Byline: Eric Wilson

NEW YORK — As part of an ongoing investigation into how the state can combat the proliferation of sweatshops in New York, the Senate Labor Committee met here Tuesday to hear testimony from government agencies, apparel groups and sweatshop workers.
The labor committee plans to introduce a series of legislative measures next year to tighten the state’s labor laws. The goal is to close loopholes that have allowed sweatshops to continue operating illegally here.
The most hotly debated piece of legislation at the hearing, which was held at 270 Broadway, was the joint responsibility bill introduced earlier this year. That bill would hold manufacturers of apparel financially liable for wage violations at contractors they use. The bill passed the Assembly, but was not taken up by the Senate before the end of the legislative session.
Ted Potrikus, vice president and director of public affairs for the Retail Council of New York State, testified that the state’s largest retail lobbying group opposes any measure tod hold a maker or retailer liable for violations by contractors.
“Under the law, retailers take full responsibility for their own employees, not the employees of manufacturers,” Potrikus said. “Requiring retailers to act as labor inspectors is neither an appropriate or an effective solution.”
However, several speakers disagreed.

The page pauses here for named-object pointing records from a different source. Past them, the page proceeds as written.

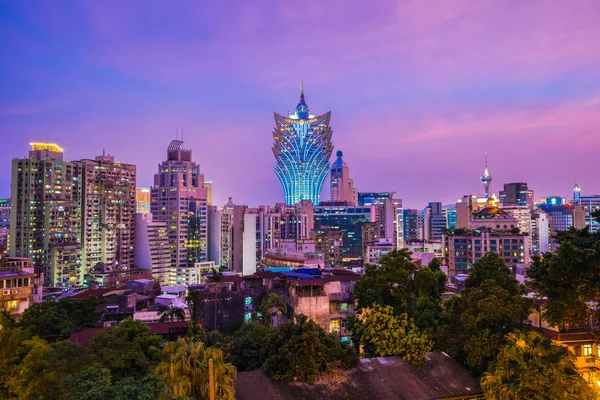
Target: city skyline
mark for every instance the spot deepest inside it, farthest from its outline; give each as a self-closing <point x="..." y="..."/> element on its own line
<point x="414" y="118"/>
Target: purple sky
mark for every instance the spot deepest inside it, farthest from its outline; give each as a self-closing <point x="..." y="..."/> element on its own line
<point x="418" y="90"/>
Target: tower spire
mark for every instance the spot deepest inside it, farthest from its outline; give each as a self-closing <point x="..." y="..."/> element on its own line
<point x="486" y="179"/>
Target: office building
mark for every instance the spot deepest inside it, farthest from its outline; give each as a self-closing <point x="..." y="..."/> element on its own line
<point x="465" y="208"/>
<point x="434" y="222"/>
<point x="486" y="180"/>
<point x="590" y="203"/>
<point x="341" y="186"/>
<point x="142" y="200"/>
<point x="45" y="221"/>
<point x="152" y="249"/>
<point x="377" y="250"/>
<point x="302" y="148"/>
<point x="108" y="210"/>
<point x="540" y="232"/>
<point x="4" y="212"/>
<point x="413" y="225"/>
<point x="208" y="185"/>
<point x="373" y="198"/>
<point x="329" y="243"/>
<point x="451" y="216"/>
<point x="349" y="221"/>
<point x="517" y="194"/>
<point x="370" y="235"/>
<point x="178" y="198"/>
<point x="462" y="251"/>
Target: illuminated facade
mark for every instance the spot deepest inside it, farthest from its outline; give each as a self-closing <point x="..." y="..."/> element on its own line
<point x="486" y="179"/>
<point x="302" y="148"/>
<point x="108" y="209"/>
<point x="46" y="214"/>
<point x="178" y="198"/>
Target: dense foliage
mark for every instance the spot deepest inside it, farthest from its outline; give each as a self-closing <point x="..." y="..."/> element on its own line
<point x="568" y="278"/>
<point x="490" y="307"/>
<point x="531" y="367"/>
<point x="380" y="333"/>
<point x="406" y="287"/>
<point x="123" y="362"/>
<point x="299" y="351"/>
<point x="58" y="320"/>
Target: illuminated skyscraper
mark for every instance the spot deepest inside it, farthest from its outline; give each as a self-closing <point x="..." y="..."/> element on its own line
<point x="486" y="179"/>
<point x="342" y="187"/>
<point x="108" y="210"/>
<point x="302" y="148"/>
<point x="46" y="214"/>
<point x="178" y="198"/>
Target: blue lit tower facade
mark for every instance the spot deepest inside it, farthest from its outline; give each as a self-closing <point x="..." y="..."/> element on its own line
<point x="302" y="148"/>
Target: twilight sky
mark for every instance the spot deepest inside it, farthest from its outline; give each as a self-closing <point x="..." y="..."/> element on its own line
<point x="419" y="90"/>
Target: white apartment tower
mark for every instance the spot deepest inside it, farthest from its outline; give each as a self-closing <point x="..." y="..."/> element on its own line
<point x="108" y="210"/>
<point x="179" y="199"/>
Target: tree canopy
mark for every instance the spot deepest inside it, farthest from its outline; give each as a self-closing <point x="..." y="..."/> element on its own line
<point x="478" y="319"/>
<point x="531" y="367"/>
<point x="299" y="351"/>
<point x="406" y="287"/>
<point x="381" y="333"/>
<point x="568" y="278"/>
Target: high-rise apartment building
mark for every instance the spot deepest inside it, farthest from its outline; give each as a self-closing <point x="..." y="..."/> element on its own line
<point x="178" y="198"/>
<point x="486" y="180"/>
<point x="45" y="221"/>
<point x="142" y="200"/>
<point x="590" y="203"/>
<point x="302" y="148"/>
<point x="152" y="249"/>
<point x="209" y="187"/>
<point x="341" y="186"/>
<point x="540" y="232"/>
<point x="4" y="212"/>
<point x="434" y="222"/>
<point x="413" y="225"/>
<point x="349" y="221"/>
<point x="329" y="243"/>
<point x="108" y="211"/>
<point x="517" y="194"/>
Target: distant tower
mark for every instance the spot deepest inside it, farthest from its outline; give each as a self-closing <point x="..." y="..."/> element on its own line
<point x="486" y="179"/>
<point x="302" y="148"/>
<point x="342" y="187"/>
<point x="576" y="194"/>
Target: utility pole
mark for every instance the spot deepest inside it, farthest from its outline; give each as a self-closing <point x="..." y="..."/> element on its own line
<point x="211" y="381"/>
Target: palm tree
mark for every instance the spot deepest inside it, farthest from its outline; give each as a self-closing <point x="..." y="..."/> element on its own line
<point x="215" y="277"/>
<point x="273" y="307"/>
<point x="171" y="313"/>
<point x="184" y="365"/>
<point x="532" y="367"/>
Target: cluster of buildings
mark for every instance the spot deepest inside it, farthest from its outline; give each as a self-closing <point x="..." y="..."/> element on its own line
<point x="86" y="223"/>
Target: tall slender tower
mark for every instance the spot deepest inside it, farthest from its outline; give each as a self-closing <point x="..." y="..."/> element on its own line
<point x="178" y="198"/>
<point x="486" y="179"/>
<point x="342" y="187"/>
<point x="302" y="148"/>
<point x="46" y="220"/>
<point x="576" y="194"/>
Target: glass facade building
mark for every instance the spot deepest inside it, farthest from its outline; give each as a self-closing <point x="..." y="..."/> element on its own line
<point x="302" y="148"/>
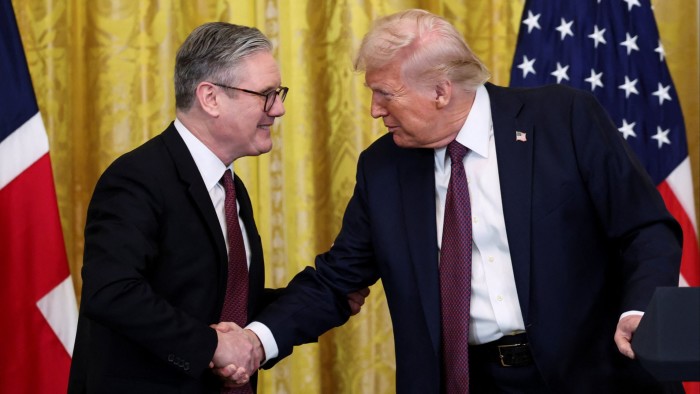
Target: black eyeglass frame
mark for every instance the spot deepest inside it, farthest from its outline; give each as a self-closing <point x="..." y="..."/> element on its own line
<point x="269" y="96"/>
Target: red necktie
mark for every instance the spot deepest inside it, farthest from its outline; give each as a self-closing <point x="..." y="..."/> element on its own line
<point x="455" y="276"/>
<point x="235" y="307"/>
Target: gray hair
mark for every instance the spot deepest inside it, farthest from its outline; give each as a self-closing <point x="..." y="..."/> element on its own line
<point x="431" y="47"/>
<point x="214" y="51"/>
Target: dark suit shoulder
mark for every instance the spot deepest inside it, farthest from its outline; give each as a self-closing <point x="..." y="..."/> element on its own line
<point x="544" y="97"/>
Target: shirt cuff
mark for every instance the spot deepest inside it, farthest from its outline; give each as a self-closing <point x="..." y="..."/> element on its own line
<point x="628" y="313"/>
<point x="266" y="339"/>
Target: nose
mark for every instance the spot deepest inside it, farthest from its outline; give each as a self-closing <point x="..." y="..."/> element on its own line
<point x="377" y="108"/>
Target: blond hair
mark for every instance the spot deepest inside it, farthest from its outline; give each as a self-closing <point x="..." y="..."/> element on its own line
<point x="430" y="47"/>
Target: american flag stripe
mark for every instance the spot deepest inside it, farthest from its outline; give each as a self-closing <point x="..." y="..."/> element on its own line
<point x="612" y="48"/>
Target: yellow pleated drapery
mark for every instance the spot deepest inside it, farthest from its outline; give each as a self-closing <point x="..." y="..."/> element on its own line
<point x="102" y="72"/>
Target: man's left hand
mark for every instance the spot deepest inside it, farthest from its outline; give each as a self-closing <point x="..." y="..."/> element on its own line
<point x="624" y="333"/>
<point x="357" y="299"/>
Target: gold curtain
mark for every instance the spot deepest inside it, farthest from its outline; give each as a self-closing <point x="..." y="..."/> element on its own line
<point x="102" y="73"/>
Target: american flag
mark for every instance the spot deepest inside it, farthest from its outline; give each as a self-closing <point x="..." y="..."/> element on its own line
<point x="612" y="49"/>
<point x="38" y="309"/>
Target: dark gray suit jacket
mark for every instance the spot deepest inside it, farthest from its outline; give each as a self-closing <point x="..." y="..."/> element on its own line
<point x="154" y="275"/>
<point x="589" y="237"/>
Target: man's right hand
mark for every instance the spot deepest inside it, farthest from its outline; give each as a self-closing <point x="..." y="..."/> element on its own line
<point x="238" y="353"/>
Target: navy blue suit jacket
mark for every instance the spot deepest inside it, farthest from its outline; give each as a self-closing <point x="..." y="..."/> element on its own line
<point x="154" y="275"/>
<point x="589" y="238"/>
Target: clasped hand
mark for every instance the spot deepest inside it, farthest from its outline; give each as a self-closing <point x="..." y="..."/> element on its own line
<point x="238" y="354"/>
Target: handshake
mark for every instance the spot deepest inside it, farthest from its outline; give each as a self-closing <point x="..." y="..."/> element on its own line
<point x="238" y="354"/>
<point x="239" y="351"/>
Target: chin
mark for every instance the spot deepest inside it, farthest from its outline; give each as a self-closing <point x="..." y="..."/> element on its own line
<point x="402" y="142"/>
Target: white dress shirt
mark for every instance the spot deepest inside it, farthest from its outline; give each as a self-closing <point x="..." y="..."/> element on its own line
<point x="495" y="310"/>
<point x="212" y="169"/>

Jay Mazur, president of UNITE, and Irwin Kahn, a professor at the Fashion Institute of Technology, charged that sweatshops continue to operate because of retailers’ demands on manufacturers to produce apparel with higher profit margins.
“The problem is that the law does not hold these retailers and manufacturers responsible for the pressures they set in motion,” Mazur said.
Sen. Catherine M. Abate told WWD after the hearing that while the retail industry has initiated some measures to self-police its contractors, “you can’t leave a systematic problem to a voluntary solution.”
“Without the responsibility being taken by the retailer and the manufacturer,” she added, “I’m afraid we’re never going to change the pattern of practice.”
The committee also discussed the effectiveness of recently enacted legislation such as the hot goods bill and enhanced registration. The hot goods bill empowered the state attorney general to stop the sale of goods made in sweatshops and to recover unpaid wages. Enhanced registration requires apparel contractors to register the Social Security numbers, names and home addresses of their owners with the Department of Labor.
Abate asked James Dillon, acting commissioner of the Labor Department, why the number of its Apparel Industry Task Force investigations has decreased since 1990 while the number of sweatshops in New York is reportedly on the rise. In 1990, there were 1,776 investigations; in 1996, there were 1,270, Abate said.
“We’re attempting to target ourselves to the most effective end,” Dillon replied, adding that the new legislation has enabled Labor to focus on operations that are more likely in violation of labor laws.
“Just going out and doing blind investigations is not as effective as the targeted approach,” Dillon said.
Enhanced registration, for example, helped identify manufacturing companies that would require follow-up investigations, thereby allowing the department to focus more resources on targeted investigations. The task force has been working to educate companies on how to comply with labor laws.
Abate also asked whether Labor had enough investigators committed to the task force, considering several of its allotted 34 positions are vacant.
Dick Polfinello, director of labor standards, which oversees the task force, told WWD the department has budgeted for the eight vacant positions. However, the task force is plagued with a high turnover rate, and there are seven other vacant positions throughout the department.
Dan DeVita, labor bureau chief to State Attorney General Dennis Vacco, said 70 criminal charges have been filed against sweatshops since 1995 as a result of the new laws, and cooperation with Labor. All of the cases were referred by Labor.
DeVita added that $74,000 was collected in criminal restitution in 1996, compared with $2,000 in 1993. New York City Fire Commissioner Thomas Von Essen testified that the fire department has responded to 115 fire code violations this year that were referred by Labor.
At the hearing, Sen. Nicholas A. Spano announced that new bill would make New York the second state to prohibit agencies from purchasing apparel produced in a sweatshop. Vermont already has a similar law on the books, according to UNITE.